Clive Docwra, managing director of property and construction consultancy McBains, said:

“We recognise the Chancellor’s hands were tied by the extent of the COVID crisis, but – unless there is anything in the small print of the Red Book – there was little specific announced for the construction sector given that the government has made ‘build back better’ its mantra for recovery.

“The ‘super deduction’ in tax may encourage construction firms to invest, while the reintroduction of 95% mortgages, and extending their availability beyond first time buyers, could trigger a revival of the housebuilding sector.
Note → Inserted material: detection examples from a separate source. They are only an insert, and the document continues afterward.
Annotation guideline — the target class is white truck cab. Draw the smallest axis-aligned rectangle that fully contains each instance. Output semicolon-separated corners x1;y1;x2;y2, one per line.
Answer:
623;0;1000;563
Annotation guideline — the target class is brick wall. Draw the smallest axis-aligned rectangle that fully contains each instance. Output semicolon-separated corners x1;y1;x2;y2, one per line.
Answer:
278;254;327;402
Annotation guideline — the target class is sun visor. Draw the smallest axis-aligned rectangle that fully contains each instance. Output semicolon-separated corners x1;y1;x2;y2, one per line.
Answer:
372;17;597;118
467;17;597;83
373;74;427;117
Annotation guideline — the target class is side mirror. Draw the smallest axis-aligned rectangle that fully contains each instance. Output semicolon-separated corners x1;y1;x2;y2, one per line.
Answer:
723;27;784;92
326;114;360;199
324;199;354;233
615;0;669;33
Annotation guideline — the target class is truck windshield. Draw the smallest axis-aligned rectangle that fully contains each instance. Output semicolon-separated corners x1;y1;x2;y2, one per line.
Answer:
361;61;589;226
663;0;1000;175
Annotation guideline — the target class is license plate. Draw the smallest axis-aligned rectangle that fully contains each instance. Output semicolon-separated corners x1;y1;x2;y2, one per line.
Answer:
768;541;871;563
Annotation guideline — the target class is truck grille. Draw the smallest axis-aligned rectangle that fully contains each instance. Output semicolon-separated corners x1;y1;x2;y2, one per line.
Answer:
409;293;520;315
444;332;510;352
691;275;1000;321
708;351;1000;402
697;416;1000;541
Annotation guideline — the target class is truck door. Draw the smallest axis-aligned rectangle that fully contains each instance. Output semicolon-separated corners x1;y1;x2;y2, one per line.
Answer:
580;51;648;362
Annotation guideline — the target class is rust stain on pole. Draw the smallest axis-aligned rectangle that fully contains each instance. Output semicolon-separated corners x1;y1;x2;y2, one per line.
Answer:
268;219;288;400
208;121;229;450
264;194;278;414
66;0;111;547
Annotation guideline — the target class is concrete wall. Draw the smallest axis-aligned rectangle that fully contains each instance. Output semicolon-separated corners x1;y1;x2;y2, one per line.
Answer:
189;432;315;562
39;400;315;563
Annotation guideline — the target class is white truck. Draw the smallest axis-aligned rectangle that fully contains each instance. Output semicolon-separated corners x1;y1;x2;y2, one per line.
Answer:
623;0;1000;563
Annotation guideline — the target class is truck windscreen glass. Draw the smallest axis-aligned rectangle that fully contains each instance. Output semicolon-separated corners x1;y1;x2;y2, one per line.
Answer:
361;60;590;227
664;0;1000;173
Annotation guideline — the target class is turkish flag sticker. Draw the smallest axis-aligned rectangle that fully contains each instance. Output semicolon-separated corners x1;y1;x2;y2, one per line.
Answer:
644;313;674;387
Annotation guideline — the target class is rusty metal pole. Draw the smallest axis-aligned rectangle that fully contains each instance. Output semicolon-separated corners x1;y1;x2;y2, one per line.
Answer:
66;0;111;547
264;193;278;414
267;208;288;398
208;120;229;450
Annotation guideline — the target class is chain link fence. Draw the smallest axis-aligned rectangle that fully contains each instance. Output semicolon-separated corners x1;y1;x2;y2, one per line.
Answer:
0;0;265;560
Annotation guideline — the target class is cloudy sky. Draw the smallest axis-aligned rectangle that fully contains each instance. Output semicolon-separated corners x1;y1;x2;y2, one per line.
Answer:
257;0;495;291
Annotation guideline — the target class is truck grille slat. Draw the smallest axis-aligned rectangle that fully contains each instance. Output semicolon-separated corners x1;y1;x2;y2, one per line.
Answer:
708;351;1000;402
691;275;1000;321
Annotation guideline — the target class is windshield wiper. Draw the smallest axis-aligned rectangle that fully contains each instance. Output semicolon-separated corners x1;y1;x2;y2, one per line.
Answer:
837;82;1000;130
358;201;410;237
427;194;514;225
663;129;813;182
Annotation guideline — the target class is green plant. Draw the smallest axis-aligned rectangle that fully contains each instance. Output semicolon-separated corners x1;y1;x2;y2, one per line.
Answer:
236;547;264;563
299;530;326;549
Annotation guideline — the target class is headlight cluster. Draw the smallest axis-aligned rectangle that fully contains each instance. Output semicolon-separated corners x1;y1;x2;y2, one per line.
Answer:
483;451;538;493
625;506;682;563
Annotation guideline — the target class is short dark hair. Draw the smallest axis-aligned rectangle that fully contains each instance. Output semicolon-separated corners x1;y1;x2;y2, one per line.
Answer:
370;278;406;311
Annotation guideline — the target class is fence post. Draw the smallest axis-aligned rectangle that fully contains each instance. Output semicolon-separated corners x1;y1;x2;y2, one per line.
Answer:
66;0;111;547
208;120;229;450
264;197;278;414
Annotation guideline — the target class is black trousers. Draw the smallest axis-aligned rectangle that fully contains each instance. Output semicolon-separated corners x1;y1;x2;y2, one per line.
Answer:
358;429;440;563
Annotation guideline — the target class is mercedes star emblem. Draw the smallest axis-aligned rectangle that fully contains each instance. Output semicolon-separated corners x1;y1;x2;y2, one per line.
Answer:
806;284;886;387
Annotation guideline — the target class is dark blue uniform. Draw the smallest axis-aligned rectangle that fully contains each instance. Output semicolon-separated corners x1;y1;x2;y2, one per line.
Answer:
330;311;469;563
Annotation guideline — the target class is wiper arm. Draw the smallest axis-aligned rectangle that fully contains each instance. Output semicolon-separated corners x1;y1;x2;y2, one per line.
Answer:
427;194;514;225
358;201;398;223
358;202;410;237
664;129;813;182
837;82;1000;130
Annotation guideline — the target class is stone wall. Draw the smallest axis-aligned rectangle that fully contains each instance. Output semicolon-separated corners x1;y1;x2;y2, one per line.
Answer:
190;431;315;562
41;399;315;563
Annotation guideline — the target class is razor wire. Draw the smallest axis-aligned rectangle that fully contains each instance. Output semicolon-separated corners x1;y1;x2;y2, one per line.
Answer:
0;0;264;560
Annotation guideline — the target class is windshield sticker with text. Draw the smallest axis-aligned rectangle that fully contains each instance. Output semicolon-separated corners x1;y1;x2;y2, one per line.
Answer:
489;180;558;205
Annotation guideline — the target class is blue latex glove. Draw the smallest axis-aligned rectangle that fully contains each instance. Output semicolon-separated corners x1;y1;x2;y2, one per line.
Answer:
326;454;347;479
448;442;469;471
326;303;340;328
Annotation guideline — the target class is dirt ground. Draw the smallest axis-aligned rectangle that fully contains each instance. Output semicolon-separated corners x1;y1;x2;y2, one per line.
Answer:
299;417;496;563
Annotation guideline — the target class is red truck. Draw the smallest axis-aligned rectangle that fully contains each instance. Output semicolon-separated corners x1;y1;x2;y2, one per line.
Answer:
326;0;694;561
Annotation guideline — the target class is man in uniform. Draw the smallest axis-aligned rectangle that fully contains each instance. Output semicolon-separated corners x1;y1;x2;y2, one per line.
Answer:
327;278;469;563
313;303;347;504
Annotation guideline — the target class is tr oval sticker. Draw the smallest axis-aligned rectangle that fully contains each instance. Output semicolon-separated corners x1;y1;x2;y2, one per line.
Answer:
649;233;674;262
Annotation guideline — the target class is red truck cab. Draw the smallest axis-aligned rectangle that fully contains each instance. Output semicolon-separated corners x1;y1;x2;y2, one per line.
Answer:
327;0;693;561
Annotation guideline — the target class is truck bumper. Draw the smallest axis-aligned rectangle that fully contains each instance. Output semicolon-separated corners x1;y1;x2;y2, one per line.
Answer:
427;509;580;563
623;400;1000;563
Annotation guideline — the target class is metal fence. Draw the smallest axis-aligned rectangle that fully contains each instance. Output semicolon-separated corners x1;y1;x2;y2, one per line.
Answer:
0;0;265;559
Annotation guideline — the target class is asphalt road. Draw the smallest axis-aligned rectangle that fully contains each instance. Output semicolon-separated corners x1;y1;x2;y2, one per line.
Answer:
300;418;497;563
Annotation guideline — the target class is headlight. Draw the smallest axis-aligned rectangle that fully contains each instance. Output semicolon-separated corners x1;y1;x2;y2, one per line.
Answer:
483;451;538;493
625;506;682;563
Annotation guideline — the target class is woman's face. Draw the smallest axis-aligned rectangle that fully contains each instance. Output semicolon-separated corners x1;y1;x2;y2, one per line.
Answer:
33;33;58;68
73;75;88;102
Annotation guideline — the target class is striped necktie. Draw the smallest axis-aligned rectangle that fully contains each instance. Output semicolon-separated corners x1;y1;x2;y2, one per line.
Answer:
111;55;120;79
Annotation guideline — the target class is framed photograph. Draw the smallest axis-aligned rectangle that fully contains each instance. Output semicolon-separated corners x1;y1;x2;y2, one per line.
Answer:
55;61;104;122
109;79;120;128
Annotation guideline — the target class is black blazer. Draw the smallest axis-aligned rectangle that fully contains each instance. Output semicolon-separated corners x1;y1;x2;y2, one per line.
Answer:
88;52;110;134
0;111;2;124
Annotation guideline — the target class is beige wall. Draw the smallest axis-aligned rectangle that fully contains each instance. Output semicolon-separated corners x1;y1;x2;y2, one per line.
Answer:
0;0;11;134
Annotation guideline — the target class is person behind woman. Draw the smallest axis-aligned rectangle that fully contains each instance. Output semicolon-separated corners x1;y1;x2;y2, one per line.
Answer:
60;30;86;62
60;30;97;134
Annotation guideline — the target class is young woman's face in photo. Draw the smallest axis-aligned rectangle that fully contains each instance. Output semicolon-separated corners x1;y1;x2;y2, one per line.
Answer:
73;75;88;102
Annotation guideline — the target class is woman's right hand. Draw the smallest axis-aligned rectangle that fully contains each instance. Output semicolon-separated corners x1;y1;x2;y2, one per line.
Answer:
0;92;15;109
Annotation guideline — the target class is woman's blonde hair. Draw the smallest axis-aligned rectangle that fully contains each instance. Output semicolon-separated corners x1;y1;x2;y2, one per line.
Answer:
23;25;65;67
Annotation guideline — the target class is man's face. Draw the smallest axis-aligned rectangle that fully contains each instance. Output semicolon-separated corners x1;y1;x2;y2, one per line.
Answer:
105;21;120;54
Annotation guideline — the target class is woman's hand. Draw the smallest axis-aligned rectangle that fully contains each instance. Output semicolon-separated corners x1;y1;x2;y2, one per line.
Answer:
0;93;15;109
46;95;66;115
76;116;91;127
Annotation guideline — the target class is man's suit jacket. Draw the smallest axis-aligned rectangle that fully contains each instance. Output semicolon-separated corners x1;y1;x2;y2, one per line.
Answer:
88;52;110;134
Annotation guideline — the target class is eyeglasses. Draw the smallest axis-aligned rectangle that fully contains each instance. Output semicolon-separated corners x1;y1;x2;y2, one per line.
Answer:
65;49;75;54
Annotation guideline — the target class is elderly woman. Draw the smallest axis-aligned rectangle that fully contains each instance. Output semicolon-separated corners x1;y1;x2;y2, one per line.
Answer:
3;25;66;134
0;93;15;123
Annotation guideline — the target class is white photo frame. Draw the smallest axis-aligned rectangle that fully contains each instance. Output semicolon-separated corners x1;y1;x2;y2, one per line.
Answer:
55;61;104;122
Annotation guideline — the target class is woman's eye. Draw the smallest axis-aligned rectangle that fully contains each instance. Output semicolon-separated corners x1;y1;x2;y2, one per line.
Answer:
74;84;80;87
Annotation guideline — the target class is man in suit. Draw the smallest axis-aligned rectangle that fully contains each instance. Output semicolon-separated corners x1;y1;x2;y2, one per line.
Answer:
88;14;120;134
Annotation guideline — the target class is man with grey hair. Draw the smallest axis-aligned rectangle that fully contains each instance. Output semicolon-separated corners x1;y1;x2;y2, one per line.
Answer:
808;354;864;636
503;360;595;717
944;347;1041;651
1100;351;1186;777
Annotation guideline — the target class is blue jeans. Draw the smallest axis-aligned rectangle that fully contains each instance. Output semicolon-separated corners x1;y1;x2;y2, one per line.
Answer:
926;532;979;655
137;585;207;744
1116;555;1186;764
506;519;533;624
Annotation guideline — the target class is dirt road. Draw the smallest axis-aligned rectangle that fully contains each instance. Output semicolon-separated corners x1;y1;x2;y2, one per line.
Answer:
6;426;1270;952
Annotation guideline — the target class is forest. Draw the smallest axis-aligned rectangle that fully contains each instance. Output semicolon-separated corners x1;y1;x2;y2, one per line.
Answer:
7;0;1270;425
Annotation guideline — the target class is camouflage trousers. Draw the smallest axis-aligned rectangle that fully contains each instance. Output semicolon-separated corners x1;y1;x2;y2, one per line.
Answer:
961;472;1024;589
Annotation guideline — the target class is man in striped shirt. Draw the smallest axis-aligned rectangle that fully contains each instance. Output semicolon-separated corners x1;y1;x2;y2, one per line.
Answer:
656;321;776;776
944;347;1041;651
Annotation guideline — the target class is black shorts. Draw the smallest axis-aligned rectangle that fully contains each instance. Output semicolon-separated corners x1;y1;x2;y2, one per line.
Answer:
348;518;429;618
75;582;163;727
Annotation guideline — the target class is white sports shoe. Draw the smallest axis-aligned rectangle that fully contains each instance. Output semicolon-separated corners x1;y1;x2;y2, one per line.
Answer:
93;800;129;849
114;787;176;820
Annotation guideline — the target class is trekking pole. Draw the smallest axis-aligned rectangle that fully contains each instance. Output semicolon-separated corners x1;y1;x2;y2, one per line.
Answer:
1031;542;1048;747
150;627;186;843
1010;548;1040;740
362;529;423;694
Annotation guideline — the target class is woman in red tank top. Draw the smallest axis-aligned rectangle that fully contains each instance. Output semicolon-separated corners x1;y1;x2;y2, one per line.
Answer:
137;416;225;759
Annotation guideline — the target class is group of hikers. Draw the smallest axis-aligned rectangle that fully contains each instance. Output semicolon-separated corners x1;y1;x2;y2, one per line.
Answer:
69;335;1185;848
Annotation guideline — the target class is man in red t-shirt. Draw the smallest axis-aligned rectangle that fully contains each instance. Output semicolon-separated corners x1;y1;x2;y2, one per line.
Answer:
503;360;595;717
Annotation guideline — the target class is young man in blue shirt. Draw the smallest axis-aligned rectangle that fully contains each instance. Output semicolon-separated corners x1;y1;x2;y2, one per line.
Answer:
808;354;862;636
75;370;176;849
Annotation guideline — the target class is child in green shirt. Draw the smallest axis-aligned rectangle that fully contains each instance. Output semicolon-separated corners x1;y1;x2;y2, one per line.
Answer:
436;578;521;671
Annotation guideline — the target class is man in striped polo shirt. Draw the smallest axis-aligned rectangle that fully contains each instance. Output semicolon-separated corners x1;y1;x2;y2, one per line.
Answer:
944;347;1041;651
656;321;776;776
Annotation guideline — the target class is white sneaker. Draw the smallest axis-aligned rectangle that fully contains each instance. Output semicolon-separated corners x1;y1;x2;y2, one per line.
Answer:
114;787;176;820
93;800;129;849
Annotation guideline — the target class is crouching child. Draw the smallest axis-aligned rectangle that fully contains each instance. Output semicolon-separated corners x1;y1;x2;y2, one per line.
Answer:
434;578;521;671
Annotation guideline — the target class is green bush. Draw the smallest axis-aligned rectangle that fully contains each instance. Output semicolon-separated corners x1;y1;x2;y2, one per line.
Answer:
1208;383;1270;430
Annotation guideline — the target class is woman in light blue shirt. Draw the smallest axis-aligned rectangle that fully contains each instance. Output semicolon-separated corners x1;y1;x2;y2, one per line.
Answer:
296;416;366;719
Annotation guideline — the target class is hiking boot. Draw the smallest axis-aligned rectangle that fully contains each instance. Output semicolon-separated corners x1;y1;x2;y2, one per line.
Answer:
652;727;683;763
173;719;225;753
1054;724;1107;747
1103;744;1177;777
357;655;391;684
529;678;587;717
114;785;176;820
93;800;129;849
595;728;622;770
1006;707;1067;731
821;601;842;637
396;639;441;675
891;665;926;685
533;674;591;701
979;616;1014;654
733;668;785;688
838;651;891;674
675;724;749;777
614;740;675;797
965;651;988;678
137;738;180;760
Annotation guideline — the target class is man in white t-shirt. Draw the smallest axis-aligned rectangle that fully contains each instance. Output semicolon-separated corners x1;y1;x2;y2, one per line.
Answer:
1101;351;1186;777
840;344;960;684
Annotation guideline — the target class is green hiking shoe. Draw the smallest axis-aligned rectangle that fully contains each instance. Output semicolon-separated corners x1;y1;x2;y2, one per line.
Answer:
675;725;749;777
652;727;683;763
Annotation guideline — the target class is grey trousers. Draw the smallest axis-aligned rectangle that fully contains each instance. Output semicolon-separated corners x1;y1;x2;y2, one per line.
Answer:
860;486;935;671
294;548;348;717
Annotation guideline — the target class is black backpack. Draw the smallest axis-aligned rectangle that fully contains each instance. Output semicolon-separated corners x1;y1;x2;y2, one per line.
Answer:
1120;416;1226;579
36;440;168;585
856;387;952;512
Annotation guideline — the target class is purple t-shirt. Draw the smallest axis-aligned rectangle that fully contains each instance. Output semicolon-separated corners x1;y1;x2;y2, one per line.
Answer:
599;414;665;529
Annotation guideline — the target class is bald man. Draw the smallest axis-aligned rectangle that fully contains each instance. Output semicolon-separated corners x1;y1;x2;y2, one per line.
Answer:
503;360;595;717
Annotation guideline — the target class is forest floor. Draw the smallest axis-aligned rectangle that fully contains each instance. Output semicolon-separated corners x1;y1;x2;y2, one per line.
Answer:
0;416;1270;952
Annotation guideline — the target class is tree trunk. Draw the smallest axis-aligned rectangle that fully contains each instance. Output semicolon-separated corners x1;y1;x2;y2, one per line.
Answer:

“But we’re disappointed that it appears green retrofit schemes, such as the Green Homes Grant, were not renewed, as such programmes not only help contribute to carbon net-zero targets, but provide a lifeline to many construction firms in terms of maintenance contracts.  On a macro-level, we’d have also liked to have seen a bigger commitment to wider green initiatives to help encourage the industry to move towards net-zero.

“And while the Chancellor may have introduced a fast-track visa scheme for high-skilled workers in the tech sector, we’d have welcomed similar applying to the construction industry, because a combination of Brexit and Covid has led to an exodus of high-skilled construction workers from the EU and elsewhere.  The doubling of payments to employers for taking on trainees may encourage more firms to take on replacements, however.”